I wonder how can one prevent that? Even an open-source ISA could not be fully trusted since one can't know what is implemented on the actual die on hand.

2 comments

It's true that the silicon is hard to audit, but it's also pretty static, and there's a huge variety of pretty effective obfuscation that can live on top of the silicon. The

You suggest that an adversary could use some compromised layer to send a packet over the network when something happens. For example, someone running `aesenclast xmm15, xmm10` could also secretly trigger a socket()/send()/close() syscall set that would transmit a packet over the network adapter. But what if the target code never calls the AES-NI instructions? A user could easily be using a library that processes the encryption in software; a simple ISA filter has an impossible task to determine which xor instructions are cryptographic and which are just ordinary compiler output. You could be running a virtual machine, in which you've loaded a browser Javascript engine, and using that Javascript engine to run a virtual machine (https://bellard.org/jslinux/), in which you're running a Python instance, which is finally performing the encryption.

Sure, if all those layers were efficient, they'd just pass it down the stack to eventually call `aesenc`, but modern software is anything but efficient. Yes, if your deeply nested Python calls "sum = num1 + num2", the x86 `add` instruction likely gets invoked somewhere, but to predict when some client code is handling a secret key or when some user input is actually a password seems really difficult.

tl;dr of a pamphlet I decided not to post: If you're [seriously] considering anything beyond "my firewall is strictly unable to report it", you're either building something like nuclear weapons or taking the first steps to sliding down the rabbit hole of paranoia, ending up in tinfoil-hat-wonderland ;-)

The topic is interesting from an academic point of view.

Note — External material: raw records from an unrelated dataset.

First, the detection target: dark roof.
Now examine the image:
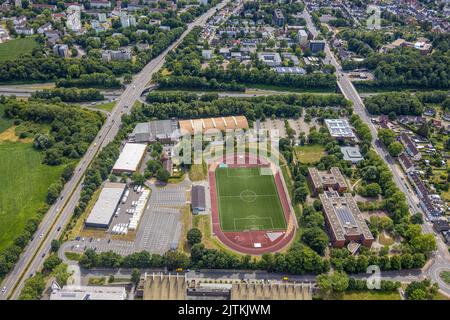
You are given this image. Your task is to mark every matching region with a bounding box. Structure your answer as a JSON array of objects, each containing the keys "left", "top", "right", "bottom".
[
  {"left": 400, "top": 132, "right": 419, "bottom": 156},
  {"left": 191, "top": 186, "right": 205, "bottom": 208},
  {"left": 398, "top": 152, "right": 413, "bottom": 169}
]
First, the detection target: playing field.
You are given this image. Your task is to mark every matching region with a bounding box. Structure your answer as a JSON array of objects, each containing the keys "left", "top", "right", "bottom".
[
  {"left": 0, "top": 37, "right": 38, "bottom": 61},
  {"left": 216, "top": 168, "right": 286, "bottom": 232}
]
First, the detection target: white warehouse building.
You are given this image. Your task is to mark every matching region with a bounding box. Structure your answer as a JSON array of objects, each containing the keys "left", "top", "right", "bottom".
[
  {"left": 113, "top": 143, "right": 147, "bottom": 174},
  {"left": 85, "top": 182, "right": 127, "bottom": 228}
]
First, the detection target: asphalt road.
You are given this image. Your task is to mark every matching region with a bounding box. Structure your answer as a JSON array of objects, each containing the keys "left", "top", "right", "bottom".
[
  {"left": 303, "top": 10, "right": 450, "bottom": 295},
  {"left": 0, "top": 0, "right": 229, "bottom": 300}
]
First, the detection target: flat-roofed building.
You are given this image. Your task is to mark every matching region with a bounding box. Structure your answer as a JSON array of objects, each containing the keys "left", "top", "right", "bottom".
[
  {"left": 308, "top": 167, "right": 347, "bottom": 195},
  {"left": 130, "top": 120, "right": 178, "bottom": 144},
  {"left": 141, "top": 273, "right": 187, "bottom": 300},
  {"left": 113, "top": 143, "right": 147, "bottom": 174},
  {"left": 309, "top": 40, "right": 325, "bottom": 53},
  {"left": 273, "top": 9, "right": 285, "bottom": 27},
  {"left": 398, "top": 152, "right": 414, "bottom": 173},
  {"left": 179, "top": 116, "right": 249, "bottom": 135},
  {"left": 400, "top": 132, "right": 422, "bottom": 161},
  {"left": 297, "top": 29, "right": 308, "bottom": 48},
  {"left": 191, "top": 185, "right": 206, "bottom": 214},
  {"left": 319, "top": 190, "right": 374, "bottom": 248},
  {"left": 258, "top": 52, "right": 282, "bottom": 67},
  {"left": 141, "top": 273, "right": 313, "bottom": 300},
  {"left": 85, "top": 182, "right": 127, "bottom": 229},
  {"left": 231, "top": 281, "right": 312, "bottom": 300},
  {"left": 50, "top": 285, "right": 127, "bottom": 300},
  {"left": 325, "top": 119, "right": 355, "bottom": 140},
  {"left": 341, "top": 147, "right": 364, "bottom": 164}
]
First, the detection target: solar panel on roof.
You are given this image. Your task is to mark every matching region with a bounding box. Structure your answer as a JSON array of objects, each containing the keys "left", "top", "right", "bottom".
[{"left": 336, "top": 207, "right": 357, "bottom": 226}]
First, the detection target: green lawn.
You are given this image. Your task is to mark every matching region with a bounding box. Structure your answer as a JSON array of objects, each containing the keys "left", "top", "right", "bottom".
[
  {"left": 90, "top": 101, "right": 116, "bottom": 112},
  {"left": 336, "top": 290, "right": 401, "bottom": 300},
  {"left": 216, "top": 168, "right": 286, "bottom": 231},
  {"left": 439, "top": 271, "right": 450, "bottom": 284},
  {"left": 0, "top": 104, "right": 13, "bottom": 133},
  {"left": 294, "top": 144, "right": 325, "bottom": 163},
  {"left": 0, "top": 142, "right": 63, "bottom": 251},
  {"left": 0, "top": 37, "right": 38, "bottom": 61},
  {"left": 189, "top": 163, "right": 207, "bottom": 181}
]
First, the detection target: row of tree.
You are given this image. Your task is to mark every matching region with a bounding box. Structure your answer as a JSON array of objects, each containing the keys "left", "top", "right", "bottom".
[
  {"left": 80, "top": 243, "right": 329, "bottom": 274},
  {"left": 132, "top": 94, "right": 349, "bottom": 121},
  {"left": 31, "top": 88, "right": 105, "bottom": 102},
  {"left": 364, "top": 92, "right": 431, "bottom": 116},
  {"left": 352, "top": 47, "right": 450, "bottom": 89}
]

Maybe something along "On trustworthy, verifiable execution on untrusted, adversary hardware". Like homomorphic encryption, but I think having the user supply the input would make for a difficult programming+debugging cycle :P

Anyway, the goal of this compiler here isn't to prevent ANY kind of attack. As the page says, it is "only" a tiny C compiler, and an obfuscated one at that. The "tiny" part makes it much easier to audit than say GCC or clang (and you don't need to audit GNU binutils, either - and I've seen that code, so trust me when I say: You don't want to go that route).

//edit: Obviously I don't want to insult the fine folks investing their time into projects such as binutils, they deserve quite some praise - but as someone who is not familiar with the code base I found it to be very overwhelming.